HomeAbout Us A-Z IndexSearch * Contact Us Register LoginPress Shop

The Open Brand -- Problem Reporting and Interpretations System


Problem Report 0678 Details

Help Show help | Quick Search | Submit a Test Suite Support Request | Click here to view your privileges

This page provides all information on Problem Report 0678.


Report 0678 Actions


    Problem Report Number 0678
    Submitter's Classification Specification problem
    State Resolved
    Resolution Permanent Interpretation (PIN)
    Problem Resolution ID PIN.X.0071
    Raised 1970-01-01 08:00
    Updated 2003-03-13 08:00
    Published 1997-08-25 08:00
    Product Standard Commands and Utilities V2 (UNIX 95)
    Certification Program The Open Brand certification program
    Test Suite VSC version 4.1.6
    Test Identification POSIX.cmd/expr 105
    Specification Commands and Utilities Issue 4 Version 2
    Location in Spec See Problem Text
    Problem Summary PIN4C.00043 This IR claims that a duplicated subexpression may return null for \1 after matching a non-null subexpression.
    Problem Text
    This interpretation request pertains to the first two of the three items
    tested in purpose #105 of the "expr" case in the "POSIX.cmd" section.
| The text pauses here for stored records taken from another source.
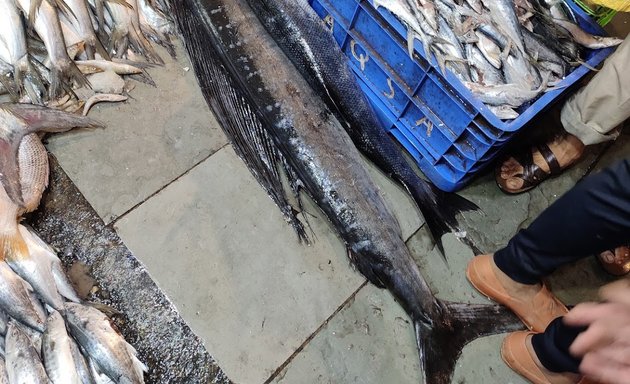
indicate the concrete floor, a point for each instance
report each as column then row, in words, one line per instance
column 268, row 308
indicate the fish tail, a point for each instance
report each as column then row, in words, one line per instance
column 440, row 209
column 38, row 118
column 142, row 45
column 13, row 246
column 59, row 74
column 441, row 344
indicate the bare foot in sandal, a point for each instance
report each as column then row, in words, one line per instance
column 523, row 172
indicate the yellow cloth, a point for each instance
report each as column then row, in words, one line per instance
column 617, row 5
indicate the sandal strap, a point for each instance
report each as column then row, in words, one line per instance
column 550, row 158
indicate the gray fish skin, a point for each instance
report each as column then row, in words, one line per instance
column 4, row 321
column 454, row 52
column 46, row 256
column 488, row 74
column 114, row 356
column 36, row 269
column 504, row 112
column 273, row 96
column 22, row 361
column 98, row 376
column 81, row 19
column 538, row 50
column 518, row 70
column 57, row 353
column 586, row 39
column 12, row 36
column 46, row 24
column 512, row 95
column 16, row 300
column 490, row 50
column 80, row 363
column 4, row 376
column 504, row 10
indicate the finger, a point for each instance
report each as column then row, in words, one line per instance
column 617, row 291
column 616, row 353
column 584, row 314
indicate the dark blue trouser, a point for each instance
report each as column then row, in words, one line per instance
column 592, row 217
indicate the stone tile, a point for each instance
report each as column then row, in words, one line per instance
column 400, row 203
column 220, row 249
column 481, row 362
column 503, row 215
column 150, row 140
column 369, row 341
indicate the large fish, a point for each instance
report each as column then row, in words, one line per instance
column 255, row 90
column 22, row 360
column 14, row 51
column 57, row 352
column 46, row 257
column 308, row 44
column 17, row 301
column 24, row 166
column 46, row 23
column 109, row 350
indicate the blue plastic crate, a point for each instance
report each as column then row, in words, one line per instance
column 449, row 133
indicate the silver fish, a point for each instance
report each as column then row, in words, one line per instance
column 48, row 258
column 505, row 94
column 504, row 10
column 81, row 364
column 22, row 361
column 485, row 72
column 14, row 51
column 504, row 112
column 126, row 32
column 36, row 269
column 489, row 49
column 46, row 24
column 15, row 299
column 586, row 39
column 113, row 355
column 57, row 353
column 81, row 18
column 4, row 377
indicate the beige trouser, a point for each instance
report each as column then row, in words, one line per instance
column 593, row 112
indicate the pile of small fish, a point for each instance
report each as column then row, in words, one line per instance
column 507, row 52
column 38, row 305
column 71, row 54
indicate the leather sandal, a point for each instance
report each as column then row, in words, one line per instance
column 616, row 261
column 536, row 314
column 532, row 174
column 515, row 354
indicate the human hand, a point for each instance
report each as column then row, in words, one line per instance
column 605, row 346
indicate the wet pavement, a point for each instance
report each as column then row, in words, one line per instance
column 268, row 308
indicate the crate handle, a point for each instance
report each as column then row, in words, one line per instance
column 392, row 91
column 362, row 58
column 428, row 123
column 330, row 22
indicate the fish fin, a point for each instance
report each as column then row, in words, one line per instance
column 13, row 247
column 64, row 287
column 138, row 366
column 239, row 120
column 440, row 210
column 159, row 38
column 463, row 324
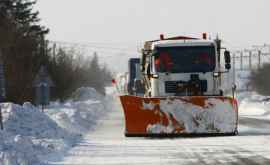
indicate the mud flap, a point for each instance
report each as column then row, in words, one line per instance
column 165, row 116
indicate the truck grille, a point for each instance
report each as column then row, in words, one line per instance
column 171, row 86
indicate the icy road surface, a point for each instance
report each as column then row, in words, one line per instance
column 107, row 144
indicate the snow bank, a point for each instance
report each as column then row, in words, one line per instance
column 86, row 93
column 30, row 136
column 16, row 150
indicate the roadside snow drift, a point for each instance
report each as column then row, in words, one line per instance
column 30, row 136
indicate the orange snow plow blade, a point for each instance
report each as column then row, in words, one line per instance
column 173, row 116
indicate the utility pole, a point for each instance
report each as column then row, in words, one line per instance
column 241, row 60
column 250, row 60
column 234, row 68
column 259, row 59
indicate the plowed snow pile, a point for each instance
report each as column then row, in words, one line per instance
column 30, row 135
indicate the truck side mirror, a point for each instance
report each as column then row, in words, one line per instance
column 227, row 57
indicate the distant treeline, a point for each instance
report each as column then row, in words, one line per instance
column 24, row 50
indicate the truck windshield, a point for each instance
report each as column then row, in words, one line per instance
column 185, row 59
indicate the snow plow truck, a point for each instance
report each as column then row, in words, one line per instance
column 175, row 89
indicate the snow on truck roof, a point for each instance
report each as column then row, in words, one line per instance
column 172, row 43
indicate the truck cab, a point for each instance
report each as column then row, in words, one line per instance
column 188, row 67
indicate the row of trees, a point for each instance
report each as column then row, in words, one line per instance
column 24, row 49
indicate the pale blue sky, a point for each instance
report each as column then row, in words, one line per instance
column 238, row 22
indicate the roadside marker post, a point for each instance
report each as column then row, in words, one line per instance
column 42, row 85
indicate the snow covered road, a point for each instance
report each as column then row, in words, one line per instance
column 107, row 145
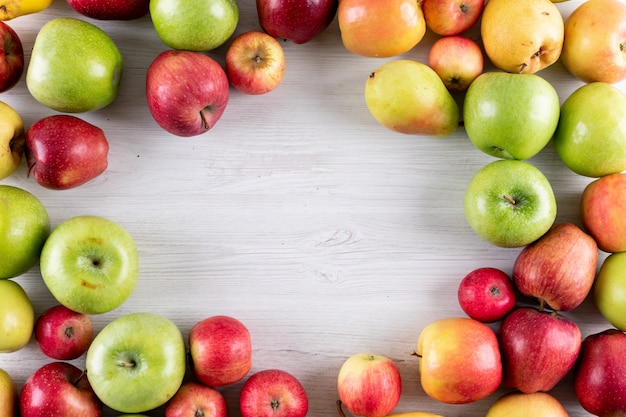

    In the first part of purpose #105, the test fails when the
    regular expression "\([a-c]*\)\{0,\}" is applied to the string
    "aabcaab".
    In this case, expr is expected to return the string corresponding to
    \1, since the pattern contains at least one subexpression. The
    implementation is matching the string in two iterations, with the
    final iteration matching the null string. It returns the empty string
    (with a newline appended). This is consistent with the rules for making
    the leftmost longest matches for subpatterns, and considering a null
    string to be longer than no match at all. It is also consistent with
    the specification for regcomp() where it states that the last match of
    a subexpression is reported when it participates in the match multiple
    times.

    The standard does not sufficiently clarify how duplicated
    subexpressions should be handled with respect to matching the null
    string. It does not expressly forbid or allow null iterations. This
    ambiguity is addressed in IEEE Interpretation #43, part 1 (December
    1994 edition), excerpted below. The question raised is:

    (1) Can a duplicated subexpression match the null string? If so,
    will the duplication be repeated until the expression does match
    the null string?

    Rationale - Although adjacent duplication symbols are illegal
    (for no apparent reason, particularly for EREs), \(x*\)* is a
    legal expression, in which the *s are not adjacent. This
    raises the question: How many times is the null string
    matched?

    Suppose that \(x*\)* were allowed. Does matching it to xxx
    yield \1 = xxx or \1 = null?

    [ ... ]

    The interpretation for IEEE Std 1003.2-1992:

    (1) The standard does not require the successful matching of a null
    string after a successful match on a non-null string for
    duplication symbols. However, the standard does not clearly say
    that you are not allowed to match null strings after a
    successful match. Therefore, the standard is ambiguous.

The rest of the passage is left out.